Si Vanda appartient à la littérature noire, cela n'est en rien un polar. Pourtant le tissu social, le réel diront certains, est l'âme de cette histoire déchirante, d'une force dévastatrice. Une nouvelle fois, en peu de pages, Brunet créé un maeström d'émotions, ça va vite, sans se précipiter, ça s'enchaîne, ça tourne comme un engrenage dégueulasse.
Vanda c'est cette trentenaire que tout le monde connaît. Pas punk à chiens mais vivant à la frontière de la marge, déconneuse, aimant la fête, les bons vieux concerts de rock'n'roll, la bière, tirer sur quelques joints. Vanda, c'est cette fille tatouée, attirante, qui a lâché ses études de Beaux Arts pour bosser. Enfin... bosser. De CDD en CDD, elle se retrouve à nettoyer les sols et les chambres d'un HP de Marseille, ville brûlante où elle a débarqué il y a une dizaine d'années, en direct de sa Bretagne natale. Mais l'argent, ce n'est pas ce après quoi elle court, après tout, elle se contente de vivre dans un cabanon certes humide, mais posé sur une plage. Pas grave. Elle, elle a Noé, son fils de six ans, un amour de gamin. "Elle n'avait envie de se lier avec personne. Les mères de famille qui tartinaient leurs enfants de crème solaire et bouquinaient sous leurs chapeaux de paille ne lui inspiraient aucune sympathie. Pour dire la vérité, elle prenait le monde entier en grippe, le monde entier aurait pu disparaître, seul son fils et elle comptaient." Quand Simon, un ex, revient à Marseille, pour l'enterrement de sa mère, Vanda lui avoue, par simple hônneté, que Noé est son fils. Simon, ancien bringueur, tentant de vivre une conformité parisienne, s'imagine maintenant récupérer un peu de cet enfant, revenir à Marseille... Vanda est prête à mordre.

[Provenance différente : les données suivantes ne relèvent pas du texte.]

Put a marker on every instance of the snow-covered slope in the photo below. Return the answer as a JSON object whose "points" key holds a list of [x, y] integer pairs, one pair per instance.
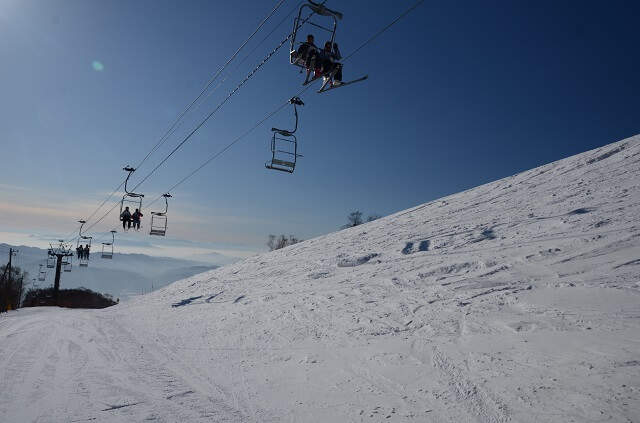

Outre la formidable énergie de ce roman, avec ce personnage flamboyant de Vanda, colérique et affectueuse, charnelle, intelligente, c'est vraiment une époque que Marion Brunet détaille, pose sur la feuille. La vie de mère seule, leurs galères de jobs pourris, de voiture en lambeaux, d'amours difficiles. C'est la réalité, pas d'un monde de misère mais presque, pas de survie mais pas loin. C'est en tout cas l'existence d'une femme incroyablement libre, refusant les codes de la société, ne se laissant imposer aucune contrainte. Et tant pis si cela coûte un peu de confort. Que peut-il y avoir de mieux que de se coucher avec son fils face au soleil couchant, sur la plage ? C'est cela aussi que dit Vanda en filigrane : le monde laisse-t-il encore un peu de place à tous ? Peut-on vivre sans Netflix, Amazon, une paire de New Balance et des mojitos ? A priori oui. Roman de crise donc, accentué par cette scène de manif sanglante lors d'un samedi Gilets Jaunes. Vanda s'y rend pour protester avec ses collègues infirmiers, soignants, contre les réductions de budget dans le secteur de la santé... On n'est pas loin de Ken Loach.